There are many important documentation processes that get used every day in order to ensure that deliveries and pickups are happening in good order. One of these integral documents is the bill of lading. Here are some key things to know about bills of lading:

What is a bill of lading?

A bill of lading is a legal document between the shipper of goods and the carrier, and details the type, quantity, and destination of the goods being carried.

The bill of lading also serves as a receipt of shipment when the goods are delivered at the predetermined destination. This document must accompany the shipped goods, no matter the form of transportation, and must be signed by an authorized representative from the carrier, shipper, and receiver.

Why is a bill of lading important?

The Bill of Lading is the evidence of the contract entered into between the carrier and the shipper, or freight owner, in order to carry out the transportation of the freight as per the contract between the buyer and the seller.

This document is also used as a receipt, signed by the carrier, to confirm that the goods match the description listed on the paperwork, and that they have been received by the carrier in good order.

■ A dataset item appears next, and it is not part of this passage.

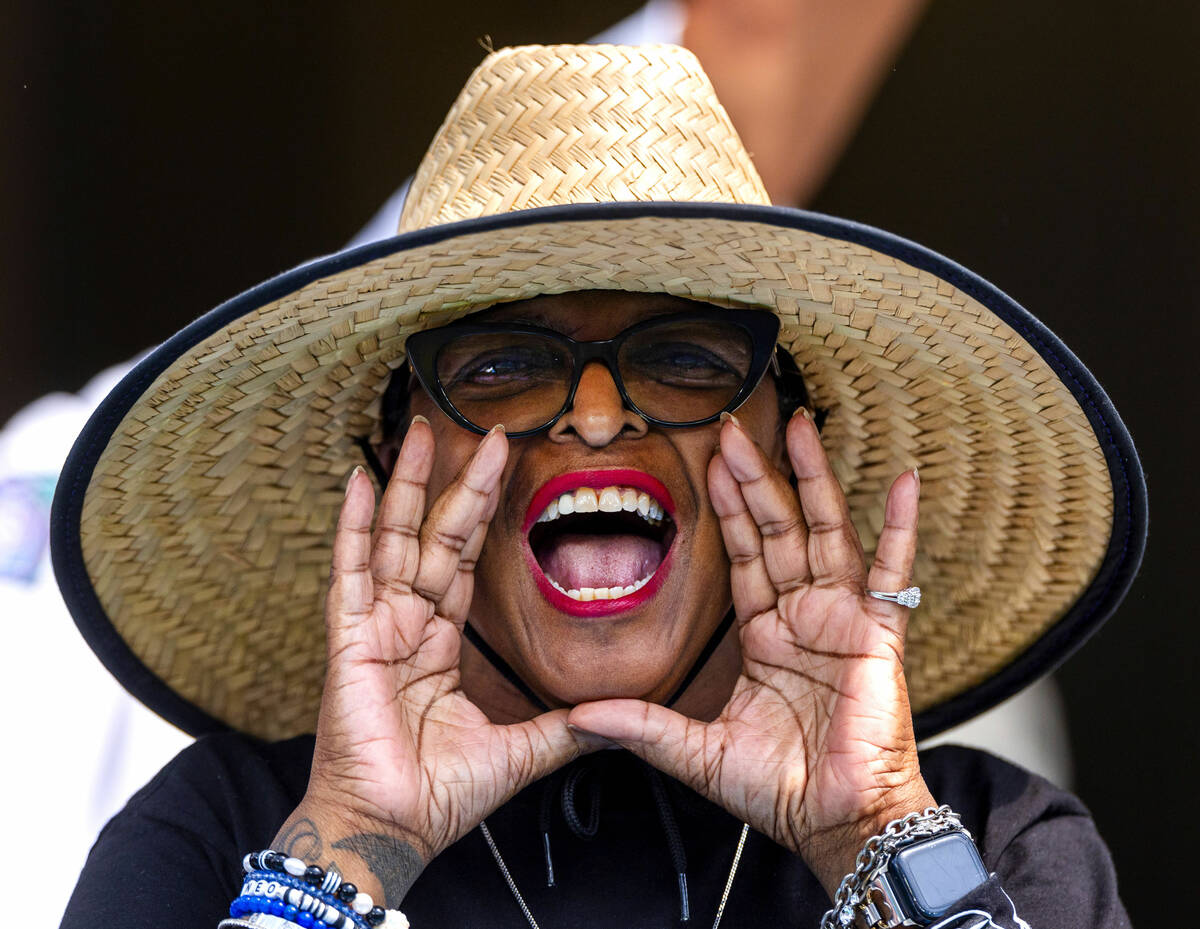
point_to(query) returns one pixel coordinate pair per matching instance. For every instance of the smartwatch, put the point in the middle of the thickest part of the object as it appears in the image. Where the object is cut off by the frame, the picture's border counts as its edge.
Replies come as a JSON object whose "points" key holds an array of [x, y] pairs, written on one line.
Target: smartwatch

Lastly, the bill of lading is used to determine who pays for the freight charges and any customs fees, and to outline the liability and responsibility for the goods transferred from the seller to the buyer.

What information must be listed on the Bill of Lading?

There are many critical pieces of information that must be noted on a bill of lading. These include:

  • Shipper’s and consignee’s names and full address.
  • Piece count – meaning the total skids, cartons, etc.
  • Description of the goods.
  • Any special instructions for the carrier to ensure prompt delivery.
  • The date of the shipment.
  • PO and/or special account numbers used between the shipper and consignee for order tracking.
  • The ‘Must Arrive By Date’ or ‘Required By Date’.
  • All dangerous goods identifications and requirements.
  • The exact weight of the shipment.
  • The declared value of the shipment, if there is one.
  • Any special requirements for transportation and delivery — i.e. heat required, tailgate, etc.

What does F.O.B. stand for?

F.O.B. stands for Free On Board.

Free On Board indicates the point in the supply chain where the seller gives up ownership and the buyer accepts ownership of products purchased in a specific transaction.

Here are a few different examples:

F.O.B. Origin, Freight Collect:

FOB Origin refers to the legal fact that the buyer assumes title of the goods the moment the freight carrier picks up and signs the bill of lading at the origin pick-up location.

Freight Collect refers to the legal fact that the buyer is responsible for all freight charges. The buyer also assumes all risks of transportation, and is responsible for filing claims in the case of loss or damage.

F.O.B. Origin, Freight Prepaid:

Origin refers to the legal fact that buyer takes ownership at the time of carrier pickup.

Freight Prepaid refers to the legal fact that the seller accepts responsibility for all freight charges and freight claims exposure.

F.O.B. Destination, Freight Collect:

FOB Destination refers to the legal fact that the seller retains title and control of the goods until they are delivered. The seller selects the carrier and is responsible for the risk of transportation and filing claims in case of loss or damage.

Freight collect refers to the legal fact that the buyer is responsible for the freight charges.

F.O.B. Destination, Freight Prepaid:

Destination refers to the legal fact that the seller retains ownership until a claim-free delivery is affected.

Freight prepaid refers to the legal fact that the seller is responsible for all freight charges.